Cannon started his own scouting service analyzing the Nike Elite Youth Basketball League. Butler was among the first schools to subscribe, and soon head coach Brad Stevens was contacting Cannon to discuss potential recruits. Two weeks later, Stevens offered Cannon a job as graduate manager. "I [was] really excited to not have to get a real job," Cannon recalled. "I was a couple weeks from getting a bartending gig in Chicago and writing on the side". His parents were excited with the offer, but also surprised. "Does he realize you are monumentally under qualified for this position?" Jim Cannon told his son. In reality, Cannon was well qualified - Sports Illustrated called him a "perfect match" for Stevens, who is known for his use of statistics to aid his coaching. Although it is not uncommon for NBA teams to employ statisticians, Cannon became the first person hired by a college team solely to perform advanced statistical analysis.

After each game, Cannon produces a ten-page report completely breaking down the game analytically. The report takes between ten and twelve hours to complete. One of his main responsibilities is to determine which lineup combinations work best. Over time, Cannon has developed a series of substitution rules designed to maximize the team's performance. During the offseason, he plans to study what practice drills led to better game play. "He thinks of things like that all the time that are completely out of the box," remarked Stevens.

In his first year at Butler, Cannon made a strong impression. Stevens called Cannon's work on lineup and substitution patterns "very impactful" and said "He's really an invaluable resource." Assistant coach Michael Lewis, a former doubter in the value of statistical analysis, has been persuaded by Cannon's work. When asked what changed his mind, Lewis replied "He hasn't been wrong". After the season, Butler created a new position, "basketball analyst", specifically for Cannon. Stevens said he did not know of any other team to have such a position, but "there is one now."

In July 2013, Stevens left Butler to become the new head coach of the Boston Celtics. One of his first decisions as coach was to hire Cannon, although his role was not immediately defined. Stevens said that's the way he wants it, remarking "I like the idea that it’s not really defined ... I don’t want it to be restraining at all."

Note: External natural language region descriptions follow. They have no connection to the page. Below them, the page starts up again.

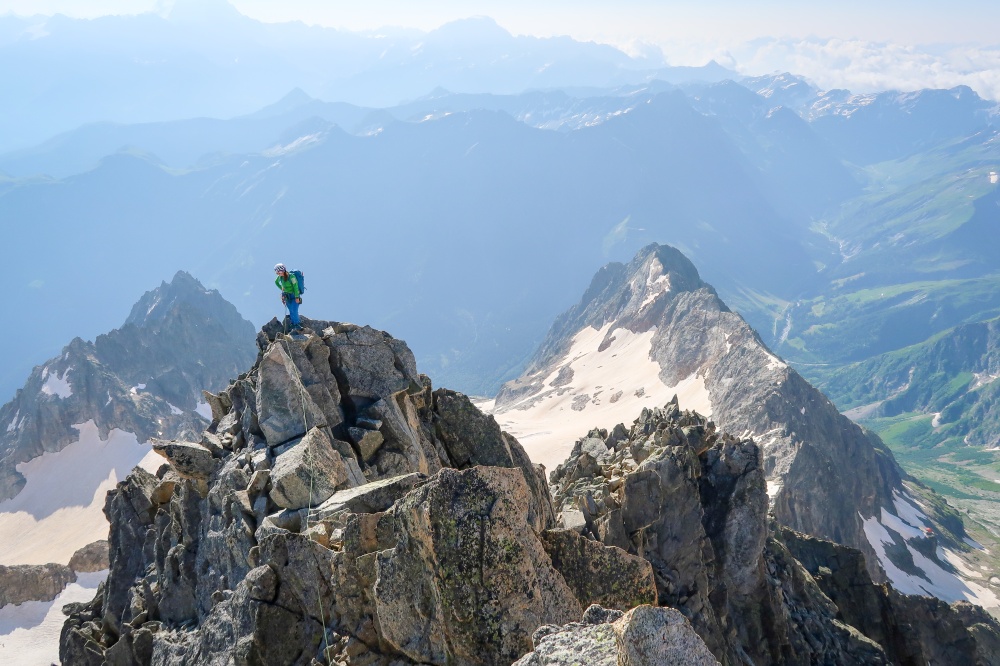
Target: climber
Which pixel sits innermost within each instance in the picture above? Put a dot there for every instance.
(291, 295)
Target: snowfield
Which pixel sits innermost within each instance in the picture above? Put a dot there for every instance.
(952, 585)
(29, 633)
(607, 387)
(61, 508)
(55, 385)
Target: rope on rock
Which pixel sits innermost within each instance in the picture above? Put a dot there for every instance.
(312, 476)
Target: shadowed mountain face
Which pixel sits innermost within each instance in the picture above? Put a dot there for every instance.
(825, 475)
(144, 378)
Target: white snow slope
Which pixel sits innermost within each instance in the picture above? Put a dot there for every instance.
(608, 387)
(950, 580)
(60, 509)
(29, 633)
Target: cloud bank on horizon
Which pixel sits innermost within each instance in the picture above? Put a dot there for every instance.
(895, 44)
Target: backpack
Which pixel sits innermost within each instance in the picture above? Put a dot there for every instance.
(301, 279)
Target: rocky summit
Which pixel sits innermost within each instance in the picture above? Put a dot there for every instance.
(340, 510)
(144, 378)
(651, 329)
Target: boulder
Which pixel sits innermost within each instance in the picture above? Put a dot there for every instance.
(649, 636)
(599, 574)
(370, 364)
(373, 497)
(285, 410)
(33, 582)
(308, 472)
(468, 581)
(590, 641)
(190, 460)
(645, 636)
(90, 558)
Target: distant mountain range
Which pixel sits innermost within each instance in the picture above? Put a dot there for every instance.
(205, 59)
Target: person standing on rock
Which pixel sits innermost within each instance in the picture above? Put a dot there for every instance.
(290, 294)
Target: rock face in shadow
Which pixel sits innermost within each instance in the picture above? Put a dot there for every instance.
(644, 636)
(913, 630)
(692, 501)
(33, 582)
(145, 377)
(444, 546)
(90, 558)
(280, 533)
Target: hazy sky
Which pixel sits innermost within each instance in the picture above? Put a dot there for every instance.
(862, 45)
(904, 21)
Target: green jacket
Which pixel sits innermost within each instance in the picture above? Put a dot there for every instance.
(288, 285)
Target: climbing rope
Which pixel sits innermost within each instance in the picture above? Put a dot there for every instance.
(312, 477)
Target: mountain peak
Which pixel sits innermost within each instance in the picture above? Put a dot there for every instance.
(157, 304)
(478, 30)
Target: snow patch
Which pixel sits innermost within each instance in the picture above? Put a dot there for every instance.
(608, 387)
(29, 633)
(907, 510)
(13, 425)
(204, 409)
(936, 582)
(64, 495)
(57, 386)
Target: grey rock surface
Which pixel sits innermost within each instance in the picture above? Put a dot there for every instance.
(443, 548)
(308, 472)
(828, 473)
(90, 558)
(692, 501)
(33, 582)
(189, 460)
(145, 378)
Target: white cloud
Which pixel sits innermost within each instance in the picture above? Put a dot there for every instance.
(862, 66)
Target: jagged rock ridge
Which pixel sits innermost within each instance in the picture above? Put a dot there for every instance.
(144, 378)
(294, 541)
(691, 500)
(647, 330)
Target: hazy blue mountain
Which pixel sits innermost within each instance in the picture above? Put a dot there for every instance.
(866, 129)
(204, 59)
(178, 143)
(784, 89)
(444, 230)
(801, 171)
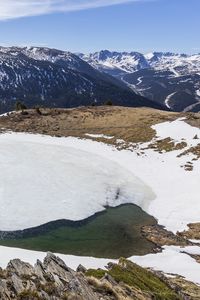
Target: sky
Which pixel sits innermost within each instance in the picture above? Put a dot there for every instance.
(93, 25)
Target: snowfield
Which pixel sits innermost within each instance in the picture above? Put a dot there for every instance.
(73, 178)
(44, 179)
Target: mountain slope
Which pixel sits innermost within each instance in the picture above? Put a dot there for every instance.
(167, 78)
(55, 78)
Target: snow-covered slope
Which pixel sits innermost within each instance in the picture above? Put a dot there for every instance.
(45, 188)
(157, 76)
(101, 173)
(54, 78)
(116, 62)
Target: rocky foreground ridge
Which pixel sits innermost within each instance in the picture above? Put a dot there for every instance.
(52, 279)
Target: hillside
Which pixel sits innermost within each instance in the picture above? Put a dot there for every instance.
(54, 78)
(167, 78)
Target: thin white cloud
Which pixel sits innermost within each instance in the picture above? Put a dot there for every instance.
(10, 9)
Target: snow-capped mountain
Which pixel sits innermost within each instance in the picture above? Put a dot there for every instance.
(168, 78)
(116, 63)
(51, 77)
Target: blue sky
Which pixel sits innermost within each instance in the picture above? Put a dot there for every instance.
(91, 25)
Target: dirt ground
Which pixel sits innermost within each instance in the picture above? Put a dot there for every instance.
(129, 124)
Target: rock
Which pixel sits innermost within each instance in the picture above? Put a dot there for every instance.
(81, 269)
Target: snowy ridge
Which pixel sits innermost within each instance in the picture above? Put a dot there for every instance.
(162, 74)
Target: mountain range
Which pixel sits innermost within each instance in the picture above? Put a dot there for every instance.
(167, 78)
(54, 78)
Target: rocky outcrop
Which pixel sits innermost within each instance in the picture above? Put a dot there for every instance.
(53, 280)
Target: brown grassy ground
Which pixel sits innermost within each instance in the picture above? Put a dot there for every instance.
(129, 124)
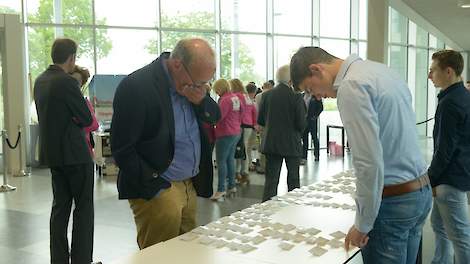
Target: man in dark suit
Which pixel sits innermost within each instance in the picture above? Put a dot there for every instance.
(63, 113)
(314, 108)
(282, 114)
(158, 143)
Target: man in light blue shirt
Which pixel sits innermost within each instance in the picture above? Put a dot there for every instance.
(393, 197)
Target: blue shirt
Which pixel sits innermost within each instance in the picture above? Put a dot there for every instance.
(375, 107)
(185, 163)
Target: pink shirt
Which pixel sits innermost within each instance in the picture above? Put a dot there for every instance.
(231, 115)
(250, 114)
(93, 127)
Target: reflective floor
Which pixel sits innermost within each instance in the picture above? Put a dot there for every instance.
(24, 213)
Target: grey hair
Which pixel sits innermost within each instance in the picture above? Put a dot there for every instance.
(182, 52)
(303, 58)
(186, 51)
(283, 74)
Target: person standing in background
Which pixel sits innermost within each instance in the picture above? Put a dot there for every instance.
(449, 171)
(227, 133)
(81, 75)
(282, 114)
(261, 163)
(314, 109)
(63, 114)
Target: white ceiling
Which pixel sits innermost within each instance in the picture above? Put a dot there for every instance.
(446, 16)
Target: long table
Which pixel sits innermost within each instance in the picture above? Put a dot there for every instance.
(306, 225)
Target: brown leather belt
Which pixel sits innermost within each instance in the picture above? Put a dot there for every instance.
(407, 187)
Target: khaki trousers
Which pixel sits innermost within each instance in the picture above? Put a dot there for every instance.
(168, 215)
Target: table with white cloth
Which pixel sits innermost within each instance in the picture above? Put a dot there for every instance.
(306, 225)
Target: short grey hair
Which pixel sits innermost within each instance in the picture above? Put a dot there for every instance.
(283, 74)
(186, 51)
(303, 58)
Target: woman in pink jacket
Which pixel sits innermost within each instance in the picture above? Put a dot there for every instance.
(82, 75)
(249, 117)
(227, 134)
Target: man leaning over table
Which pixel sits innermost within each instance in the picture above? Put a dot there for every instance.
(158, 142)
(393, 196)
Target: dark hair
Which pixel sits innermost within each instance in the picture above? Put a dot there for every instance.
(251, 88)
(449, 58)
(62, 49)
(84, 73)
(300, 62)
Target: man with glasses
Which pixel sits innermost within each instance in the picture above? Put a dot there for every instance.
(158, 142)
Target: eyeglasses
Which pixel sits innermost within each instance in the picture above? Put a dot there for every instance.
(195, 84)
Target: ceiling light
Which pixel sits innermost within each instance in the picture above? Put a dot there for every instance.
(464, 3)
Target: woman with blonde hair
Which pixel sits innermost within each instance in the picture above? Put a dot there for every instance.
(227, 134)
(249, 116)
(82, 74)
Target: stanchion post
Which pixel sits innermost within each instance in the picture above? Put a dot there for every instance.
(5, 187)
(22, 172)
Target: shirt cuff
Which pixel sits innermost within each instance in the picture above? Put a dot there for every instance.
(362, 224)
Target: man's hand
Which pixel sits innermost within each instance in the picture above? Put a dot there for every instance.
(355, 238)
(195, 94)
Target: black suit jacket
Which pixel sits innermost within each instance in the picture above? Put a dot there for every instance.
(315, 107)
(143, 133)
(62, 114)
(283, 115)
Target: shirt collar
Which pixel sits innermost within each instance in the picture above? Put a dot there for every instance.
(344, 69)
(164, 58)
(451, 88)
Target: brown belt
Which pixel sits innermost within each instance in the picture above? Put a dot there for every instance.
(407, 187)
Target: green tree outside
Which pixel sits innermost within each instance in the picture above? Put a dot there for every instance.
(199, 20)
(40, 38)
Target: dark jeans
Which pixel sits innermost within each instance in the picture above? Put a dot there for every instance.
(312, 129)
(72, 183)
(398, 229)
(273, 171)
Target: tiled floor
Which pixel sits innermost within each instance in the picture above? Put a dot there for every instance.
(24, 213)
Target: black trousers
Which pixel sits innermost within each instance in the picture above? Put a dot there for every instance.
(273, 171)
(312, 129)
(72, 183)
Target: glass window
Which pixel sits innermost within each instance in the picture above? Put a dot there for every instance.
(432, 41)
(285, 47)
(363, 50)
(243, 15)
(71, 11)
(10, 7)
(363, 19)
(170, 38)
(398, 60)
(243, 57)
(188, 14)
(338, 48)
(293, 17)
(126, 13)
(335, 18)
(131, 49)
(398, 27)
(421, 37)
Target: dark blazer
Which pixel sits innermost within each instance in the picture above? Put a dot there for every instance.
(62, 114)
(315, 107)
(143, 133)
(283, 115)
(451, 160)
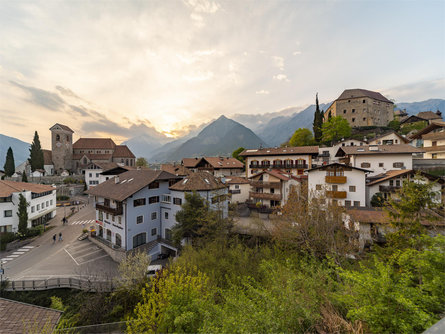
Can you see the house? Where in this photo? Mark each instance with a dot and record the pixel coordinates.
(362, 107)
(218, 166)
(239, 188)
(209, 187)
(289, 160)
(389, 182)
(41, 199)
(379, 158)
(344, 185)
(389, 138)
(130, 209)
(432, 139)
(271, 188)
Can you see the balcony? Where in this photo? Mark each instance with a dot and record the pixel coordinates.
(262, 184)
(336, 194)
(335, 179)
(388, 189)
(269, 196)
(114, 211)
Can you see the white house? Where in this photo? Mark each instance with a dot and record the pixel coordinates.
(289, 160)
(239, 188)
(389, 182)
(343, 184)
(271, 188)
(41, 199)
(379, 158)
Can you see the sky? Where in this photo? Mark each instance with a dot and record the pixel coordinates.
(123, 68)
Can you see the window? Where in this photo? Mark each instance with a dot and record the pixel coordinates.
(168, 234)
(139, 202)
(139, 239)
(153, 185)
(153, 199)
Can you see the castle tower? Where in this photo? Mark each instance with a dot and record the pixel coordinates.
(62, 147)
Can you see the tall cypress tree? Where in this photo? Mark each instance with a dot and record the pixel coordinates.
(9, 166)
(36, 153)
(318, 121)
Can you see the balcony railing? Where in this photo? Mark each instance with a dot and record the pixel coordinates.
(335, 179)
(269, 196)
(388, 189)
(263, 184)
(280, 166)
(114, 211)
(336, 194)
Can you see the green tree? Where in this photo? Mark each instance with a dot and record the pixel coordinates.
(318, 121)
(9, 166)
(236, 153)
(302, 137)
(335, 129)
(36, 154)
(141, 162)
(22, 212)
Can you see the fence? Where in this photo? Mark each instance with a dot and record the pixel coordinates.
(60, 283)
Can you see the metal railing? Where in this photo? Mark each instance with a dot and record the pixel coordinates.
(60, 283)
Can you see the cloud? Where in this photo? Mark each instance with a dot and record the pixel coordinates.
(278, 62)
(281, 77)
(42, 98)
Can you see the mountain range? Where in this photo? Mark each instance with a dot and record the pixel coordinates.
(20, 150)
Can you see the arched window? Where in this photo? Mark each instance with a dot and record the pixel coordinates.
(118, 240)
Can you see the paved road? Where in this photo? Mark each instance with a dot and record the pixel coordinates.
(44, 258)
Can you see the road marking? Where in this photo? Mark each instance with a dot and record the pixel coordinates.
(71, 257)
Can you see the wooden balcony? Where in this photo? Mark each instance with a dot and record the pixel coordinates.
(336, 194)
(263, 184)
(273, 197)
(335, 179)
(114, 211)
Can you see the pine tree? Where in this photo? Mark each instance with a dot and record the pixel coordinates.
(36, 154)
(9, 166)
(23, 214)
(318, 121)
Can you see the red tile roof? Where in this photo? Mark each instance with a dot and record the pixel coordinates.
(7, 188)
(293, 150)
(122, 151)
(94, 143)
(18, 317)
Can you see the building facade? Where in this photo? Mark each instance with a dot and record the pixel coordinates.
(362, 107)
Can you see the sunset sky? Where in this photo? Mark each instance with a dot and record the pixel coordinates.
(122, 68)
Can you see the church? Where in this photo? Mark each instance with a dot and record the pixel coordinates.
(79, 156)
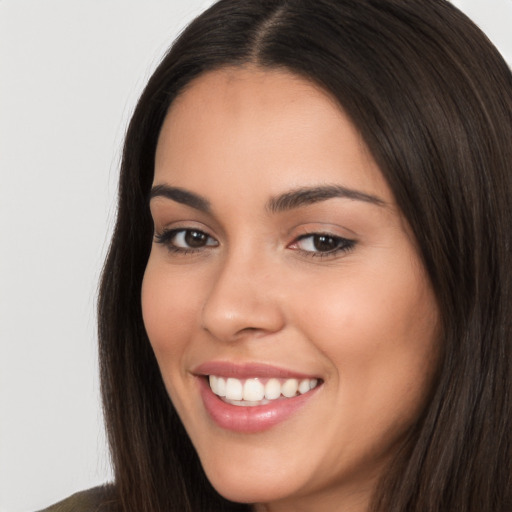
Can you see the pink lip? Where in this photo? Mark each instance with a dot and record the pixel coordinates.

Cannon is hesitant to take credit for advancing the statistical movement in basketball, saying "Hopefully I don't screw it up and other teams think it's a good idea still." Others have been less hesitant. Telep jokes that he will surely work for Cannon someday. "You don't put limits on people like him", he explains. Ken Pomeroy sees a bright future for Cannon. "Certainly he's going to be the guy people look at in the next 10 years who want to get into this business." he remarked. According to Pomeroy:

What makes Drew special, and this shouldn't be taken lightly, is that he's good at crunching numbers and he's good at interpreting those numbers in a way that a coach can understand, sensibly and rationally. He knows his role in informing a coach's opinion. For a guy to do that at 22 is pretty outrageous.

Telep, meanwhile, has retired the internship position, believing he would never find talent comparable to Cannon's.